On the other hand, if you’re launching a new law practice, there’s not really much explaining you’ll need to do as people are familiar with what it means to have an attorney.
If you’re entering a market with little or no competition – you need to make sure that your business idea is going to bring in money. Don’t waste precious resources (like money!) on a website or other materials if you haven’t made sure people will pay for it.
How to validate your idea
The only way to validate a business idea is to get people to pay for it. Getting people to sign up for a trial, to sign up for an email list, etc. are not true forms of validation. Those are merely forms of interest.
• Find a way to start small
For example: If we’re going to launch that online course we talked about before, the one that teaches lawyers to grow a private practice – we can start by posting content on a parent site like Patreon or Teachable. These sites are low cost or no cost, and we can ask prospects to pay subscriptions to view our content. This is a no-brainer – instead of building out your own online platform before you’ve got paying customers.
• Find a market
If there isn’t a market for your product/services, then you won’t have a business. Part of validating an idea is to find product-market fit.
5. You’re being cheap
You get what you pay for.
If you go on Upwork and choose the cheapest designer or developer you can find, do you think they are going to understand everything above that we’ve mentioned? Chances are slim.

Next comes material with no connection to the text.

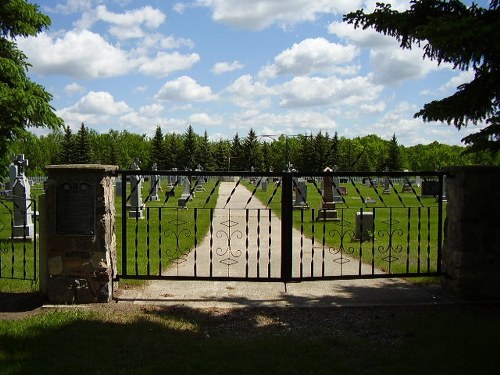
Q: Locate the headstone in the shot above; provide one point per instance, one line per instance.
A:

Your website is likely to be the #1 source of your new business. Whether a prospect lands there after finding you in a Google search, or if a referred prospect decides to check you out before giving you a call – your web presence is an incredible investment opportunity.
How to get the most for your money
• Using freelance sites can be dicey if you’re focused on finding the lowest cost
• Developers and designers can cost anywhere from X to X. Do your homework, if you’re going to use just one person and not a team, make sure that one person knows marketing and SEO!
• When it comes to writing, more experienced writers charge more but writing makes a world of difference in your revenue since Google’s latest algorithms mean you can’t rank in search results without top-quality writing. A good writer is going to cost between $100-200 per page of web copy.
When it comes to your website, don’t skimp! It’s driving your new business, it’s funneling revenue, it’s getting you ranked, and it’s a prospect’s first impression.
Stay focused on the end goal: converting visitors to customers. And make sure the team or person that’s building your website is focused on that same end goal.
What other steps have you taken to ensure your website is doing its job and bringing in business?